Those who see that postwar order as a brutal example of American imperialism will say that it always was a cynical sham. But they tend to forget how it all started. The blueprint for Pax Americana, with its network of military and economic alliances, was the Atlantic Charter drawn up in 1941 by President Franklin D. Roosevelt and Prime Minister Winston Churchill of Britain. The United States had not yet entered the war against Nazi Germany then. But the charter, already looking to a world after Hitler’s defeat, promised international cooperation and the freedom of peoples to choose their own form of government.

The international institutions that were established soon after the war, such as the United Nations, NATO, the International Monetary Fund and the World Bank, were certainly established with American interests in mind. But the Atlantic Charter’s original spirit of internationalism was also meant to make another global conflict impossible. The dream of global peace, represented by the United Nations, would soon be shattered by the Cold War, which divided the world into hostile camps. But this development only made international cooperation on the Western side even more imperative.

Since World War II, Pax Americana, in the East as well as the West, was based from the beginning on a division of labor, a deal between the United States and its allies. The allies could rely on the military protection of the United States and so concentrate on rebuilding their war-ravaged economies. This deal enabled America’s former enemies, West Germany and Japan, to rebuild more robust liberal democracies than they had had. Western Europeans, as well as Japanese, grew more and more prosperous in the comforting knowledge that the United States would always have their backs.

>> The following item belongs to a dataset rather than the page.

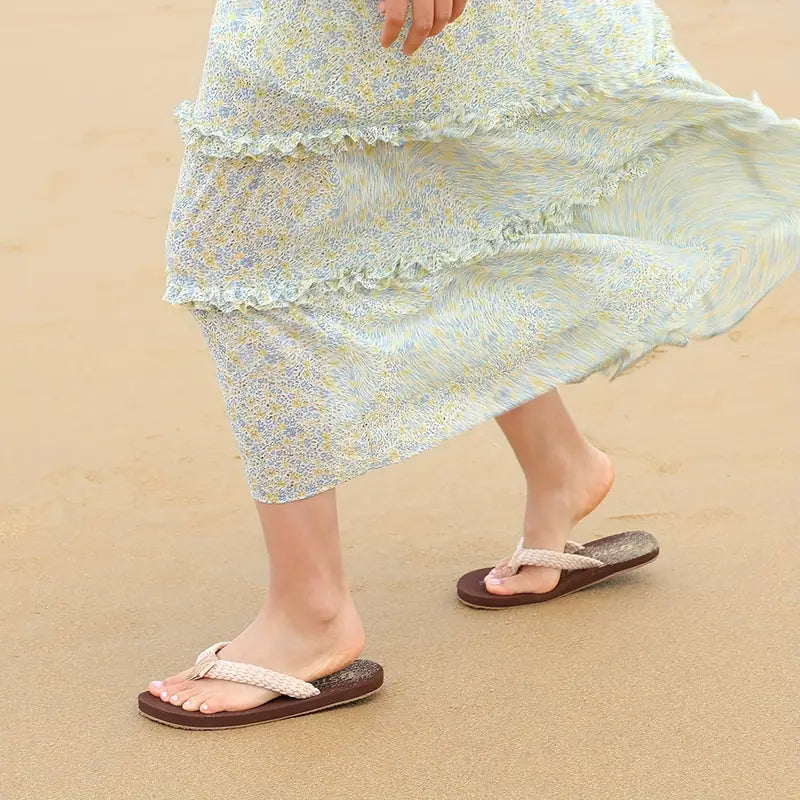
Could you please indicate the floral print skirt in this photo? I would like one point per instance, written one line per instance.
(376, 276)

By the end of the last century, even as Communism, at least in Europe, had ceased to be an existential threat, the dependence of democratic allies on the United States began to cause greater strains. Mr. Trump is not the first president to voice his resentment about Europeans and East Asians taking American security too much for granted and not paying their fair share; Barack Obama said so, too. Only, Mr. Trump’s resentments are expressed with more vulgarity and less knowledge.